What it does
The Archives Act 1983 is the foundational statute establishing and regulating the National Archives of Australia as a listed entity under the Public Governance, Performance and Accountability Act 2013 (s 5(1A)). Its core functions, enumerated in s 5(2), are to identify the archival resources of the Commonwealth (defined in s 3(2) as records and material of national significance or public interest relating to Australia's history, government, or Commonwealth institutions), ensure their conservation and preservation, promote efficient record-keeping by Commonwealth institutions, and make non-current records available for public access in accordance with the Act.
The Act imposes strict controls on dealings with Commonwealth records. Section 24(1) prohibits any person from destroying, disposing of, transferring custody or ownership of, damaging, or altering a Commonwealth record except in permitted circumstances, including with Archives approval, under normal administrative practice (unless disapproved), or as required by law. For records more than 15 years old, s 26 creates a specific offence for additions or alterations. Commonwealth institutions must transfer records determined under s 3C to be part of the archival resources to the Archives' care within 15 years or as soon as they cease to be "current Commonwealth records" (s 27).

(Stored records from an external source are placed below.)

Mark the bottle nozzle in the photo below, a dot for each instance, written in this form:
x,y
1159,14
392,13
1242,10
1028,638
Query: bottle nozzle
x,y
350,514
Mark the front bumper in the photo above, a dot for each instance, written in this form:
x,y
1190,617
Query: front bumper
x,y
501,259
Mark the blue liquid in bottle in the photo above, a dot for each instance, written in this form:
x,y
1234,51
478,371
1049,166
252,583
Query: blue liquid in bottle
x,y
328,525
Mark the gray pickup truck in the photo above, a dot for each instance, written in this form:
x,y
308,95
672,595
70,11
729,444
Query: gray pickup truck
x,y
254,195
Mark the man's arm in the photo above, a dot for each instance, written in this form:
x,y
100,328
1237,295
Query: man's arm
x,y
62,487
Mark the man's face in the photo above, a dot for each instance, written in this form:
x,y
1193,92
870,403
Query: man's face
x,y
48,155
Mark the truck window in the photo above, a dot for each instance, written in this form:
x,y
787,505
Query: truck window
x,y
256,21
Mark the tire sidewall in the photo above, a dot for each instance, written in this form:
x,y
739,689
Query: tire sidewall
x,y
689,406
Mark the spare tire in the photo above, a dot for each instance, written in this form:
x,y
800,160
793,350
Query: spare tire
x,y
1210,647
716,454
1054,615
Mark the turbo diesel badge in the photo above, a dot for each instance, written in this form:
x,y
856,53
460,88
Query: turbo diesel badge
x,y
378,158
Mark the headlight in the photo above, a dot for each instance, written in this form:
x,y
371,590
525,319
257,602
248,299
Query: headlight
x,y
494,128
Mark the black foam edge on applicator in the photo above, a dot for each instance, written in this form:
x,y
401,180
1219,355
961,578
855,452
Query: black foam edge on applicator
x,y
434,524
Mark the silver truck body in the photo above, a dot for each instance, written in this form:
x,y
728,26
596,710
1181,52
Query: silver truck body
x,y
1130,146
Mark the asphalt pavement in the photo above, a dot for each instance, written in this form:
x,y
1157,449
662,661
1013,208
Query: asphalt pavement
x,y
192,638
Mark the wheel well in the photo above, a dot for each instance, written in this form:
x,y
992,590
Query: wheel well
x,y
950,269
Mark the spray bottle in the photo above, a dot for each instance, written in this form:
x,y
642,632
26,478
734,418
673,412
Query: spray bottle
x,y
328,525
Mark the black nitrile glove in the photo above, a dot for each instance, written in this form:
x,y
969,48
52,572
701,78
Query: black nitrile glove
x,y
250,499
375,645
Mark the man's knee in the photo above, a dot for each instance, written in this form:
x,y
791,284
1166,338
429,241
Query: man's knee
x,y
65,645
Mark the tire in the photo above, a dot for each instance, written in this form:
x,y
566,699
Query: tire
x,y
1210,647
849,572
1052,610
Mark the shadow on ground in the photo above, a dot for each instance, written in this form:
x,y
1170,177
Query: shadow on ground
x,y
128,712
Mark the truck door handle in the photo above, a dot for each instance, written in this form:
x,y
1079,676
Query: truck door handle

Public access is the Act's central transparency mechanism. Records enter the "open access period" according to complex rules: generally 31 years for pre-1980 records or 21 years for post-2000 records (s 3(7) table), 51 or 31 years for Cabinet notebooks (s 22A table), 99 years for Census information (s 22B), and 99 years for Independent Review or PWSS documents (s 22C). Once in the open access period and not exempt, s 31 requires the Archives to make the record publicly available, subject to arrangements with the originating institution (s 31(2)). Access can be given by inspection, copy, computer output, or transcript (s 36(2)), with charges regulated under s 71.